Patientensicherheit bei Kindern: Kritik an ungerechter Ressourcenverteilung

Berlin – In der Debatte um Reformen und Sparmöglichkeiten im Gesundheitswesen darf die Sicherheit von Patienten aus Sicht eines Netzwerks nicht in den Hintergrund geraten. Es müsse sichergestellt sein, dass Patientensicherheit bei den kommenden Diskussionen nicht zur Disposition stehe, sagte der Generalsekretär des Aktionsbündnisses Patientensicherheit (APS), Joachim Maurice Mielert, heute in Berlin.
Übermorgen ist der Welttag der Patientensicherheit. Der von der Weltgesundheitsorganisation (WHO) ausgerufene Aktionstag rückt in diesem Jahr den Schutz von Neugeborenen und Kindern in den Mittelpunkt. Der Slogan in Deutschland lautet „Patientensicherheit von Kind an – eine Investition fürs Leben“. Weltweit wird dazu aufgerufen, Wahrzeichen an dem Tag in orangem Licht erstrahlen zu lassen.
„In der gesamten Kindermedizin mit ihren vielen Subspezialisierungen muss die bestmögliche Patientensicherheit die absolute Priorität vor anderen Aspekten wie zum Beispiel wirtschaftliche Überlegungen haben“, unterstrich Christian Deindl, stellvertretender APS-Vorsitzender und Kinderchirurg.
Für die Versorgung von Kindern würden ausreichend Personal und Zeit gebraucht. Kindermedizin sei jedoch „immer noch ein Stiefkind“, wenn es um die gerechte Verteilung von Ressourcen im Gesundheitssystem gehe, so Deindl. „Gesundheitspolitik und Gesundheitsökonomie sind noch zu sehr auf die erwachsene Welt fokussiert und übersehen dabei die besonderen Bedarfe, Chancen und Risiken bei der Versorgung von Kindern und deren Recht auf eine bestmögliche Patientensicherheit.“
Im Rahmen der anstehenden Ambulantisierungswelle und der Krankenhausreform gelte es, für die sichere Behandlung von Kindern besonders strenge fachliche Maßstäbe anzulegen, sagte Deindl. Kinder seien keine kleinen Erwachsenen und könnten keinesfalls nebenbei und generationsübergreifend mitbehandelt werden.
Es müsse sichergestellt werden, dass Patientensicherheit sowohl die ethische als auch die juristische Leitflagge für das Gesundheitswesen insgesamt sei, forderte Mielert.
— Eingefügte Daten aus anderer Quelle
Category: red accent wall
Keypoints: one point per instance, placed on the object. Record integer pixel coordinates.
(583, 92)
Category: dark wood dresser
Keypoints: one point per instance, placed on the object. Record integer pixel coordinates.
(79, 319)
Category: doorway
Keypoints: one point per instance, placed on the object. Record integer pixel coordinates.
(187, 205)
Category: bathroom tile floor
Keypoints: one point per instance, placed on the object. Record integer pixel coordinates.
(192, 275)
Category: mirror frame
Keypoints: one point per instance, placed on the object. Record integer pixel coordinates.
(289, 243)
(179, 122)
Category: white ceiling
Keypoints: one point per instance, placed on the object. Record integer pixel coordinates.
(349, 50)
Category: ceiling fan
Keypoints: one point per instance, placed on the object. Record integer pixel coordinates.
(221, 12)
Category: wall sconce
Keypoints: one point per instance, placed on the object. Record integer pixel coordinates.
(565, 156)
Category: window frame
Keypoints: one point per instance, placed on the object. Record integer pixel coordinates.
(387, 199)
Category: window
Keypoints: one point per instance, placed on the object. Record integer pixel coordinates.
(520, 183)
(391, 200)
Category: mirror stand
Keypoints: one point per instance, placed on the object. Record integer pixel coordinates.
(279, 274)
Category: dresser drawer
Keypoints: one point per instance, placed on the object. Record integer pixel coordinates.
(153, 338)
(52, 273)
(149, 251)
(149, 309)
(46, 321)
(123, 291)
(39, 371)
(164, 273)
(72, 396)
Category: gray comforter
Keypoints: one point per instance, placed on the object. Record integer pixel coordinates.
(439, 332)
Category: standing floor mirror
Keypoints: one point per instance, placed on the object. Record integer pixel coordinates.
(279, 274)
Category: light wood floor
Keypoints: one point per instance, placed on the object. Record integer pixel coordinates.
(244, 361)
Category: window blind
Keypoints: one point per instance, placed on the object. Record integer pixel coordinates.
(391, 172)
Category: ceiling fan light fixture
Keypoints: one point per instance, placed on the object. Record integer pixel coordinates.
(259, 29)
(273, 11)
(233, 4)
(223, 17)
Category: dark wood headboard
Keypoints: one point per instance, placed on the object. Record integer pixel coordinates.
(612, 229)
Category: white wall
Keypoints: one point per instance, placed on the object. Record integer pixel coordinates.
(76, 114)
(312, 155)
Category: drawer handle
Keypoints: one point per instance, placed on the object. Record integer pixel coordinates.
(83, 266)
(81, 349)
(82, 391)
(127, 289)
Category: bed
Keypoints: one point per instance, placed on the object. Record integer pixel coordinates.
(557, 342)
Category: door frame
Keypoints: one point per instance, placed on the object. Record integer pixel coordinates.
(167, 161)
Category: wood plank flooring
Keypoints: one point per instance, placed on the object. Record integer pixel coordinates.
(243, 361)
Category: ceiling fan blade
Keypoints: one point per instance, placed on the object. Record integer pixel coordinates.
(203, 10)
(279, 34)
Er hält ein Patientensicherheitsgesetz für geboten. „Wir brauchen die Einbindung von Patientensicherheit als Rechtsnorm in die Sozialrechtsgebung und in die Fachgesetze des Bundes und der Länder.“ Solange Patientensicherheit ein „weicher Wert“ sei, fehle die Rechtssicherheit dafür.
Insbesondere auf Intensivstationen und bei komplexen Behandlungen seien Kinder besonders verletzlich, sagte die APS-Vorsitzende Ruth Hecker. „Risiken entstehen häufig dort, wo Systeme an ihre Grenzen kommen, bei Medikations- und Diagnostikfehlern, bei im Krankenhaus erworbenen Infektionen und ganz zentral an den Schnittstellen der Kommunikation zwischen allen Beteiligten.“
Hecker verwies auf internationale Zahlen der WHO, wonach jeder zehnte Patient im Gesundheitswesen geschädigt werde, mit mehr als drei Millionen Todesfällen pro Jahr. In der Neonatologie sei der Großteil der schweren unerwünschten Ereignisse durch konsequente Sicherheitsprotokolle vermeidbar. Allerdings fehlen dem Aktionsbündnis zufolge Daten speziell für Deutschland.
Eltern müssten als Partner ernst genommen werden, betonte Hecker. „Eltern sehen anders und oft viel mehr als die Profis. Sie sind die Brücke zwischen dem Behandlungsteam und dem Kind.“ Sie gut über die Verabreichung von Medikamenten aufzuklären, sei ebenfalls wichtig: zu Hause passierten Dosierungs- und Verabreichungsfehler.
Hecker plädierte zudem für Transparenz statt Schuldzuweisungen: „Lernen aus Fehlern muss wirklich auch in Deutschland Standard werden.“ Sie forderte zudem Maßnahmen wie zum Beispiel standardisierte Checklisten und doppelte Kontrollen bei Medikamentengaben.